8 Core Beliefs for Value Creation
Throughout these times, numerous leaders separated themselves from the rest of the pack. From an analysis of their performance paired with findings about the new macro backdrop, eight core beliefs emerged.
- Growth is not optional: Firms that pursue growth aggressively during tough times compound revenue growth, whereas laggards never catch up.
- Where you play outweighs how you play: Strong opportunities come from secular tailwinds. The fastest growing microverticals had an average TSR growth of 7.8% from 2021 to 2024, compared to 2.7% for other microverticals.
- Tariffs are here to stay: Price hikes alone will no longer save firms. While uncertainty may reduce over time, there has been consistent tariff pressure for the past two decades. This means structural moves trump short term fixes.
- Execution is King: Successful companies excel at widening margins and managing cash conversion cycles. Firms that normalized inventory by 10 days alone lifted their operating cash flow by 100 basis points relative to peers, showing that cash is king.
- Noncore Dead Weight Is Heavier Now: The age of the industrial conglomerate is over. Laggards are penalized even more harshly when they are diversified – bottom quartile revenue growth firms delivered 4.2% TSR growth compared to 10.2% TSR growth from pure-play, vertically focused industrial firms over the past two years.
- AI is a Productivity Enabler, Not a Silver Bullet: Manufacturing sees minimal impact from AI compared to other sectors, with only time savings of 0.8% of hours worked in a week. The truth is that industrials have numerous constraints that other sectors don’t have, including poor data quality, legacy systems, complex operating models, and a talent gap. AI can accelerate gains, but ROI needs to be appropriately justified. True productivity still comes from a strong operational foundation that is augmented by AI, not substituted.
- Talent Gaps Will be Values Gaps: Investing in your talent pays dividends across the board. Companies that offered more than 20 hours of leadership training per manager delivered higher revenue per employee, gross margins, and ROIC.

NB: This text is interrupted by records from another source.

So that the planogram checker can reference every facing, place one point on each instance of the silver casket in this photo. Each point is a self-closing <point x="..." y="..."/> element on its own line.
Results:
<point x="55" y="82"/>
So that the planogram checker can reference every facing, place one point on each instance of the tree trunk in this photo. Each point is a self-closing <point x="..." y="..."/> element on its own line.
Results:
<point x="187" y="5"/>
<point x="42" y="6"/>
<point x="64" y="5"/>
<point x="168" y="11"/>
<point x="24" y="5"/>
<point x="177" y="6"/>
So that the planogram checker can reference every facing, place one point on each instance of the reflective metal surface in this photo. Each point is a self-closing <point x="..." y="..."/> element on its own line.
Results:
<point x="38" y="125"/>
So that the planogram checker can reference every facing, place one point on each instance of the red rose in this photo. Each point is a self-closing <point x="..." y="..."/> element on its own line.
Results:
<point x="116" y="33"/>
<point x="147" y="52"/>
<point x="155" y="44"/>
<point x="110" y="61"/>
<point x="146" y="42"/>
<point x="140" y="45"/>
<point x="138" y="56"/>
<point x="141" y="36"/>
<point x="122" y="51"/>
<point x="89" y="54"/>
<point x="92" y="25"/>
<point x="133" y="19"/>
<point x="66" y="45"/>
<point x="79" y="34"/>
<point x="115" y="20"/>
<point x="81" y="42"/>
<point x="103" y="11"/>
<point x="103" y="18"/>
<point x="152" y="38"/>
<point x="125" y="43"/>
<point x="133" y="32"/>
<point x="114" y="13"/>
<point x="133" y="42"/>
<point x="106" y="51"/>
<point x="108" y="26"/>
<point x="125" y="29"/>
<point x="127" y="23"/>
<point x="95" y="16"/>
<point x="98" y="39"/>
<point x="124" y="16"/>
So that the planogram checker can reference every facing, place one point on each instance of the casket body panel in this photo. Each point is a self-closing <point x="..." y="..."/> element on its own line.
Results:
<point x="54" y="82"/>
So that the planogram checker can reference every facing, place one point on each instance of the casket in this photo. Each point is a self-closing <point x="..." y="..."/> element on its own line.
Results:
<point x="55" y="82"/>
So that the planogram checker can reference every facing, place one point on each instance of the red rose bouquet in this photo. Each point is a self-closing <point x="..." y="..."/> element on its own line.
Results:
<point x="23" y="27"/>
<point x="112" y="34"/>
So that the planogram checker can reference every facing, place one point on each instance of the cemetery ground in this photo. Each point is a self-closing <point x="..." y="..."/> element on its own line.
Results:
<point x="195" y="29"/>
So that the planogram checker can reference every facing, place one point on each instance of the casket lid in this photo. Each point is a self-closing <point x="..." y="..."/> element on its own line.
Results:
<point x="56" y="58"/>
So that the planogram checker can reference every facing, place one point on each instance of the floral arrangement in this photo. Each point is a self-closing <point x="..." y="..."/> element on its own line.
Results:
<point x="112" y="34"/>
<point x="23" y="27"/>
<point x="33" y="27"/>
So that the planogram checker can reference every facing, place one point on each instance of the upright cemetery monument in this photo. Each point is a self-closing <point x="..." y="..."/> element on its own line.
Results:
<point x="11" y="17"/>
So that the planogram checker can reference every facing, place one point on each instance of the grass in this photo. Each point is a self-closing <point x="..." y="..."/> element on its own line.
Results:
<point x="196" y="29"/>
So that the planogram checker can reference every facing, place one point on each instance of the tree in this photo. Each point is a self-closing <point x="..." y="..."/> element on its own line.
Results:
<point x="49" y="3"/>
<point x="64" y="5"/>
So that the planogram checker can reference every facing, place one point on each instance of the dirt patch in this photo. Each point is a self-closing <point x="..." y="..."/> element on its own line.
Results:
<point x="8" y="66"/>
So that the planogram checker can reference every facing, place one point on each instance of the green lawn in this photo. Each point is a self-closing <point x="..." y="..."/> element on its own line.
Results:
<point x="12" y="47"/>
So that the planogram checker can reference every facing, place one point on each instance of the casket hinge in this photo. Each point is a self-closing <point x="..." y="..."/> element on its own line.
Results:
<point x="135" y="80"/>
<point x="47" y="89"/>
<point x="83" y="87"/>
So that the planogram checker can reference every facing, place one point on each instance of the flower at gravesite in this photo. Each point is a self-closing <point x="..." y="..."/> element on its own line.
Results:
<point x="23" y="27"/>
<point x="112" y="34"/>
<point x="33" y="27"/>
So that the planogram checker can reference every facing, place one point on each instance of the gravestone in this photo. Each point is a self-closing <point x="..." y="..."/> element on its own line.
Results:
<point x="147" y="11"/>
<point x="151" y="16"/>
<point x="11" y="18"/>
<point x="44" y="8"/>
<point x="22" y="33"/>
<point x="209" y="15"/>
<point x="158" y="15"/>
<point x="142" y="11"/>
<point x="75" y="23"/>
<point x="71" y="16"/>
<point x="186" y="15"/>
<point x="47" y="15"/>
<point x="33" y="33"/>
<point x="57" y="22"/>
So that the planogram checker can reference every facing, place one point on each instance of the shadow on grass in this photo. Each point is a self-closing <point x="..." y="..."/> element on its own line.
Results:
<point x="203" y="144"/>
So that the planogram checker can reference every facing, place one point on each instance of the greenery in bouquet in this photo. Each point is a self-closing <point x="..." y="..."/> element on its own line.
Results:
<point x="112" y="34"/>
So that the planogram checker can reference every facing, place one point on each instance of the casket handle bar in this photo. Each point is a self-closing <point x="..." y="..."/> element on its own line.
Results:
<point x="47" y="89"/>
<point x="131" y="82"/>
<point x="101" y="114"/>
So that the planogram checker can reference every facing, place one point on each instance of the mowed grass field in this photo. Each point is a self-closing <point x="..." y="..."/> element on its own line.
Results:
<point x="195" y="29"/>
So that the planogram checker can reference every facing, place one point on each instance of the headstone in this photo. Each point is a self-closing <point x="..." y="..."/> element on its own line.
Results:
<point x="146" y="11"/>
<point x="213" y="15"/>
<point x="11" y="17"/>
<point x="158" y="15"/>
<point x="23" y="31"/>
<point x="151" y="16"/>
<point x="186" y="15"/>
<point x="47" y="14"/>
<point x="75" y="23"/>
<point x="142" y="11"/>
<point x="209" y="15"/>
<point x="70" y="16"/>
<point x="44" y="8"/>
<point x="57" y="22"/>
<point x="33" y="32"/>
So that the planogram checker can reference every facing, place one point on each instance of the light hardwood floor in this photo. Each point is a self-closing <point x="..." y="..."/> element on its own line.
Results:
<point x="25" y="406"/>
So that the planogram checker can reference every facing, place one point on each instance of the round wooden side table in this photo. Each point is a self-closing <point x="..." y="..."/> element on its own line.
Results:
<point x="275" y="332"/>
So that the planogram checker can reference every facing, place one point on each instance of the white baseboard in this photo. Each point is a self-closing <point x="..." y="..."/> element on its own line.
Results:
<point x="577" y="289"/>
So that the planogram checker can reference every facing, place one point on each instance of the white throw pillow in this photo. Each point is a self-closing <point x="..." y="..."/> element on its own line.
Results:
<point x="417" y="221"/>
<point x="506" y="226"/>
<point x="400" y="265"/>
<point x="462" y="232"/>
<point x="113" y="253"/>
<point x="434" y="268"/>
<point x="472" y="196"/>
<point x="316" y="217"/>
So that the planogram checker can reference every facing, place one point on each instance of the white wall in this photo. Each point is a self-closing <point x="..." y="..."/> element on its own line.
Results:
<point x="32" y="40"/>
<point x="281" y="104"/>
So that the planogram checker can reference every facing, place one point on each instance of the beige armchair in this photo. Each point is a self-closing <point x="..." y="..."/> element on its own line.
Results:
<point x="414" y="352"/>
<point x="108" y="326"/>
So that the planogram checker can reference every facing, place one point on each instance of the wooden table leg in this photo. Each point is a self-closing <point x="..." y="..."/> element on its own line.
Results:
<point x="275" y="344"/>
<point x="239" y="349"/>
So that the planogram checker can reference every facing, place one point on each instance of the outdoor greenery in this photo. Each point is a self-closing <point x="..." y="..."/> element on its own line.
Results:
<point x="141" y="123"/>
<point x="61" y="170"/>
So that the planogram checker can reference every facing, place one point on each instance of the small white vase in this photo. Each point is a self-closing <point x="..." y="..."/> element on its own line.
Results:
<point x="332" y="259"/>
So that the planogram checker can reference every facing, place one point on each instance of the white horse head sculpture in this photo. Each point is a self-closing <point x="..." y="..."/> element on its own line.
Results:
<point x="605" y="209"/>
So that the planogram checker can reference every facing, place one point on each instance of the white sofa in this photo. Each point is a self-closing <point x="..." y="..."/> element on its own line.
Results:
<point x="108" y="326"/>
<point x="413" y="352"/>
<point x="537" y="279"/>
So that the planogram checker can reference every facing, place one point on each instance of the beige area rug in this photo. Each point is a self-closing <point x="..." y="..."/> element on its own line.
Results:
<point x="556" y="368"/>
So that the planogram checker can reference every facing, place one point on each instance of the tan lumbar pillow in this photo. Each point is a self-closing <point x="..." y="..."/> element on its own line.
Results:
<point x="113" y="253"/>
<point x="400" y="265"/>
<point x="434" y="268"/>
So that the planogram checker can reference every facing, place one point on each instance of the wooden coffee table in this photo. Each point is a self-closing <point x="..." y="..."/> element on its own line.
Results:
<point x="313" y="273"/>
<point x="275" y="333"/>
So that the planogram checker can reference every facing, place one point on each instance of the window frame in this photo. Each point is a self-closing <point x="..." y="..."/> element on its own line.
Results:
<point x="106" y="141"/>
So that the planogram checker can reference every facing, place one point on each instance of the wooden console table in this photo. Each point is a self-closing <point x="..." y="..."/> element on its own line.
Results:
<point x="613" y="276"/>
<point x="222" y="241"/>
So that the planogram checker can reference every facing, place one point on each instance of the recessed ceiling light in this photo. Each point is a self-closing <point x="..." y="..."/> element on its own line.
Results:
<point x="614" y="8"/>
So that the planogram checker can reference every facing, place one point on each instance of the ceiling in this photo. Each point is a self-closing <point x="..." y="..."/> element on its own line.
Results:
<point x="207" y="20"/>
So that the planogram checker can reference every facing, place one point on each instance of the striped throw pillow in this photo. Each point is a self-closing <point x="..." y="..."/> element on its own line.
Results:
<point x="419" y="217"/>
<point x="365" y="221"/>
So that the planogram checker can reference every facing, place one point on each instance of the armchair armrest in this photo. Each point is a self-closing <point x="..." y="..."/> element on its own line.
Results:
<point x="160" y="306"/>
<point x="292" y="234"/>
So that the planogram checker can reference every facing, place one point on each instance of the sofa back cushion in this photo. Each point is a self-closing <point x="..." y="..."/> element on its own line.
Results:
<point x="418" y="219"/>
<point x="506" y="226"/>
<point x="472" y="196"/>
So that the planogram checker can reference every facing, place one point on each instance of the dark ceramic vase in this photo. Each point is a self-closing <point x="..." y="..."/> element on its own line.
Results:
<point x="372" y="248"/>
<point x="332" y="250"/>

- Investor Quality Defines Your Multiple: Even for small-cap industrial companies, the top valued firms have twice the level of blue-chip ownership than the bottom quartile. This is because analyst coverage matters as it signals credibility, transparency, and momentum.
A Playbook for Industrials
Grounded in the eight core beliefs, we outline a playbook industrial leaders can use to create resilience, unlock growth, and outperform peers.
Align with Growth Vectors
Pursue secular demand engines—data centers, EVs, grid modernization, and public infrastructure—and reallocate capital and leadership attention accordingly.
Tariff-Proof the Business
Build adaptive pricing engines, localize supply chains, enforce contracts, and improve pricing discipline to structurally reduce tariff exposure.
Execute Relentlessly, Augmented by AI
Strengthen fundamentals—yield, uptime, mix, footprint—and apply AI to accelerate operational disciplines, not replace them.
Sharpen the Portfolio
Become a micro-vertical leader. Consider divesting noncore businesses to simplify operations and lift valuations.
Invest in Stakeholder Capital
Build leadership depth, close talent gaps, strengthen investor engagement, and craft a compelling narrative to attract premium multiples.
Industrials face a turbulent macroenvironment, yet the path forward is clearer than it appears. Companies that internalize these beliefs—and execute against this new playbook—can achieve escape velocity and lead the next chapter of industrial value creation.